Therefore, brothers and sisters, since we have confidence to enter the Most Holy Place by the blood of Jesus, by a new and living way opened for us through the curtain, that is, his body, and since we have a great priest over the house of God, let us draw near to God with a sincere heart and with the full assurance that faith brings, having our hearts sprinkled to cleanse us from a guilty conscience and having our bodies washed with pure water. Let us hold unswervingly to the hope we profess, for he who promised is faithful.
“Confidence” and “Most Holy Place” are not words that should fit well together in the same sentence.
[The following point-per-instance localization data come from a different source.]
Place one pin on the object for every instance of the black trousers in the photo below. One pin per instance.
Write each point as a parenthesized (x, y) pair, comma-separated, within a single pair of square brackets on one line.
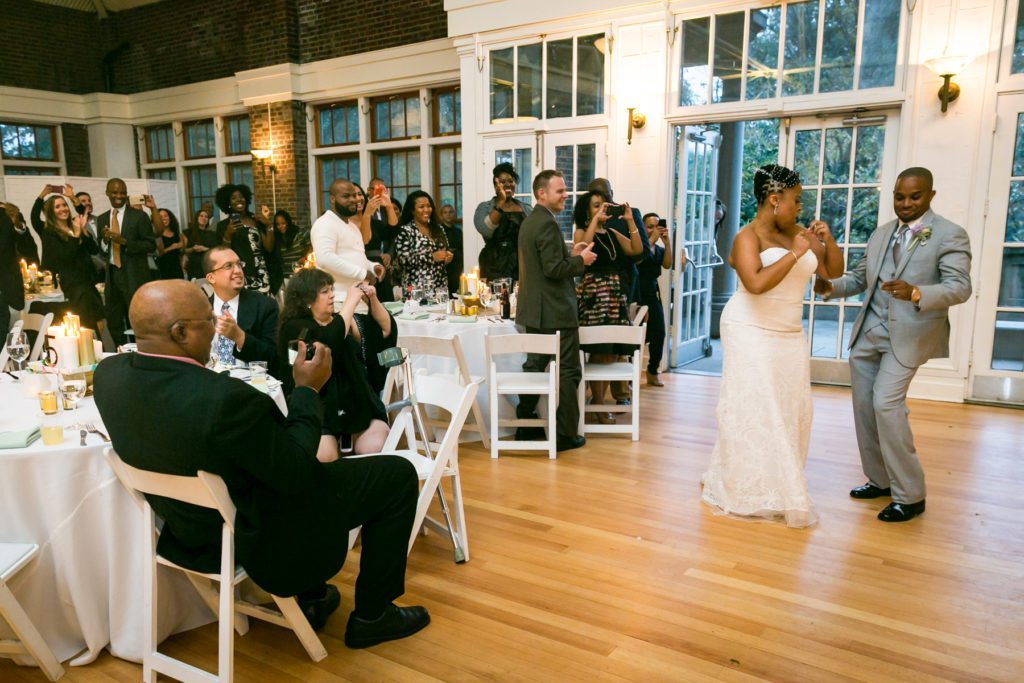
[(655, 329), (569, 374), (379, 494)]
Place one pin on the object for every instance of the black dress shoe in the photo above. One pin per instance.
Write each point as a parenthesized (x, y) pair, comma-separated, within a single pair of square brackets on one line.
[(901, 512), (569, 443), (869, 491), (395, 623), (316, 611)]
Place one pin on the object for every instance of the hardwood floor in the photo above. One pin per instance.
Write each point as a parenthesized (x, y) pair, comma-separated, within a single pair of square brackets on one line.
[(604, 565)]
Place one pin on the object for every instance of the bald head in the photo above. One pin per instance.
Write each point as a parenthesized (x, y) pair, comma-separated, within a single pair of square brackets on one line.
[(173, 317)]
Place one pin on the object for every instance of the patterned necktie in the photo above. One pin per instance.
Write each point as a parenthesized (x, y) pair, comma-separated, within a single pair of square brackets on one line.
[(222, 346), (116, 231)]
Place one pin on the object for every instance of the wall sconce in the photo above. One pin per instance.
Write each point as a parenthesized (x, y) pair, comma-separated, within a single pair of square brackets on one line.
[(636, 120), (946, 67)]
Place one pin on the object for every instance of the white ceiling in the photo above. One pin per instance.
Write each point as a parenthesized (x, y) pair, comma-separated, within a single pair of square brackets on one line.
[(102, 7)]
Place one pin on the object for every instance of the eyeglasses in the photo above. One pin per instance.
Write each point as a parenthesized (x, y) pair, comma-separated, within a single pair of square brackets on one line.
[(230, 265)]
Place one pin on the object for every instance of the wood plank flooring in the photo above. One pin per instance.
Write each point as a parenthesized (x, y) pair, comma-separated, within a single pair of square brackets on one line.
[(604, 565)]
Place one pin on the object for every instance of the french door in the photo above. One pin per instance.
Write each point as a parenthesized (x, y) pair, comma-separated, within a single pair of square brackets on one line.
[(693, 227), (997, 350)]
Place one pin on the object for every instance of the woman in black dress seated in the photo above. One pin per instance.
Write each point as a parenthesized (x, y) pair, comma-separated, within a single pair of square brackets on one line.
[(67, 251), (353, 412)]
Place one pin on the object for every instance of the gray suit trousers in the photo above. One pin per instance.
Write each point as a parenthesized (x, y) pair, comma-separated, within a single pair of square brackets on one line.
[(880, 385)]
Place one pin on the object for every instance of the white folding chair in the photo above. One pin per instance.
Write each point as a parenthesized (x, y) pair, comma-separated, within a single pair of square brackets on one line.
[(38, 324), (611, 372), (434, 465), (13, 556), (545, 384), (448, 347), (207, 491)]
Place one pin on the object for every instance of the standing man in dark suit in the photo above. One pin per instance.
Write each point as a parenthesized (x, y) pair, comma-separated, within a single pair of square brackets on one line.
[(15, 244), (247, 321), (128, 240), (293, 512), (547, 301)]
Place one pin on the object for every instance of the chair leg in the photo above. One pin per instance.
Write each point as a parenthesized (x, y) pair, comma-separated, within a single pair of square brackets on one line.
[(303, 631), (27, 633)]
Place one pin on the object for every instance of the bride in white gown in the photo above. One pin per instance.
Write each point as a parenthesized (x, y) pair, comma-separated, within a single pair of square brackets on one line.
[(764, 410)]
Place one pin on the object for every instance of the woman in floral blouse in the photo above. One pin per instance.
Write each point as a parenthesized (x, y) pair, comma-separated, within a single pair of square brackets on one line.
[(421, 249)]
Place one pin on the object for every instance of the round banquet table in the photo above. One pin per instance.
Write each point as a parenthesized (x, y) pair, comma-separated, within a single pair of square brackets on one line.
[(471, 337)]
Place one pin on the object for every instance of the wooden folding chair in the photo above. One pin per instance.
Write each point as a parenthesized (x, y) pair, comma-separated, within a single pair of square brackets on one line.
[(207, 491), (611, 372), (545, 384), (13, 556)]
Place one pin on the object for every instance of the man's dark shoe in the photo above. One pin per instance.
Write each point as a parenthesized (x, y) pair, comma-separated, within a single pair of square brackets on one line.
[(316, 611), (529, 434), (869, 491), (569, 443), (395, 623), (901, 512)]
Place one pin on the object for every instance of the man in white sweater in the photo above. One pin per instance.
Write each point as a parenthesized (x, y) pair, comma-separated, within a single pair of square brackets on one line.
[(338, 242)]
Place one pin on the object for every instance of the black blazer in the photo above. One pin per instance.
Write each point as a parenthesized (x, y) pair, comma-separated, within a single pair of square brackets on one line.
[(547, 292), (258, 318), (137, 229), (290, 535)]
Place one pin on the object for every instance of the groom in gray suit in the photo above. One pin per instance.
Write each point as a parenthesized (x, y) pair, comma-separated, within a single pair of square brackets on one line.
[(914, 268)]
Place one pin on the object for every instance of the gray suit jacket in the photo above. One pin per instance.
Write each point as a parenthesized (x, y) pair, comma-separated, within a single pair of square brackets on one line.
[(940, 267), (547, 293)]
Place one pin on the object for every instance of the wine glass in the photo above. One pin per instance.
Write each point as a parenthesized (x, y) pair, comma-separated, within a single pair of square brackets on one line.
[(17, 347)]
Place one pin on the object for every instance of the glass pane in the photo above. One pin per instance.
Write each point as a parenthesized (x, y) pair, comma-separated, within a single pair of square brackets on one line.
[(834, 211), (808, 156), (823, 340), (693, 75), (837, 166), (762, 53), (1012, 282), (560, 78), (878, 53), (590, 74), (864, 214), (1015, 213), (839, 45), (728, 69), (528, 84), (809, 208), (870, 144), (850, 314), (501, 84), (586, 159), (800, 48), (1008, 343)]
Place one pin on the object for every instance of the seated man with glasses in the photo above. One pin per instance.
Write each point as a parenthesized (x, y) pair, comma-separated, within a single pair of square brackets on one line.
[(247, 321)]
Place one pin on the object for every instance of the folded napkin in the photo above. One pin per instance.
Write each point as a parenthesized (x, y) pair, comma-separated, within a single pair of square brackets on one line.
[(18, 439)]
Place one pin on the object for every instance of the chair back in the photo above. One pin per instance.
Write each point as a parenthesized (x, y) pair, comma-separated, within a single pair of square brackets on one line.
[(500, 344), (612, 334), (39, 324)]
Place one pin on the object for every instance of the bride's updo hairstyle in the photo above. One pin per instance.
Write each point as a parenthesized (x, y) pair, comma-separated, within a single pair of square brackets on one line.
[(773, 178)]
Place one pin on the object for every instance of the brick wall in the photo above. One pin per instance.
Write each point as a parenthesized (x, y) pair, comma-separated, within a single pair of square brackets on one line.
[(76, 148), (50, 48), (291, 182)]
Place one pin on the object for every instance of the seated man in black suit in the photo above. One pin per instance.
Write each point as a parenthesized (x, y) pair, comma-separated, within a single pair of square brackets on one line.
[(247, 321), (294, 513)]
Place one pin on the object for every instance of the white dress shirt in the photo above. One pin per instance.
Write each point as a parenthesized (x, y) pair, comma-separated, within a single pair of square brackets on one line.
[(339, 250)]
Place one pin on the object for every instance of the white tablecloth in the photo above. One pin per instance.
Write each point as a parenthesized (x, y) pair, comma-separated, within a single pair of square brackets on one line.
[(471, 337), (85, 589)]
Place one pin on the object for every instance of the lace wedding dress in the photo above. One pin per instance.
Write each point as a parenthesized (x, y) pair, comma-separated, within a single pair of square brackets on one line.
[(764, 410)]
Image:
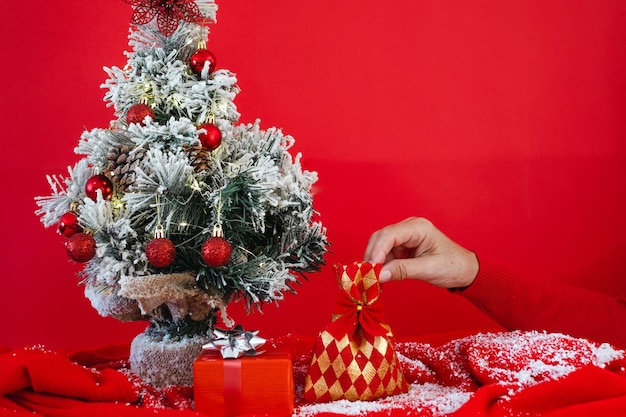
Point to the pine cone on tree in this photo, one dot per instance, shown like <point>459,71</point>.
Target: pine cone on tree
<point>123,161</point>
<point>199,157</point>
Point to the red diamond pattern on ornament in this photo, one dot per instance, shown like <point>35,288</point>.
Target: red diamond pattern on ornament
<point>354,357</point>
<point>169,13</point>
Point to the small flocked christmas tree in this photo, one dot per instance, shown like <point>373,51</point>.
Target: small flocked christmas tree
<point>177,209</point>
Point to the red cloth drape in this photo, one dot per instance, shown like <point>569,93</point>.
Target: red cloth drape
<point>37,382</point>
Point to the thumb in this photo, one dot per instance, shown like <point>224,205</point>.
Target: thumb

In fact, the Most Holy Place was so revered, so respected, seen as so intensely and utterly holy that no one was ever allowed to enter it except on the holiest of occasions. Only one priest on only one day of the year was allowed to go in. And when he did, he wore bells on his robe and had a rope tied around his ankle. Why? Because the people were afraid the priest might drop dead under the weight of glory as he stepped into the presence of the Most Holy God. And if he did, no one would dare go in after him. If the bells fell silent, they would drag him out by the rope. Again, not exactly an image that inspires confidence.
Yet, we are told that because of the completed redemptive work of Christ, we may now enter into the Most Holy Place. Even more, because of Pentecost, the Holy Place has entered into us. We are moving, breathing temples, home to the holy God himself. This deeper life within us creates a sense of full assurance and confidence, and yet leads us into a total surrender and dependence.
Holy God, make yourself at home in me and teach me to make myself at home in you. Fill me with confidence and assurance in your presence as your presence fills every part of me. Amen.
How does it change your view of your world to realize that the Holy God fills you? How does it change your home, work, relationships, community?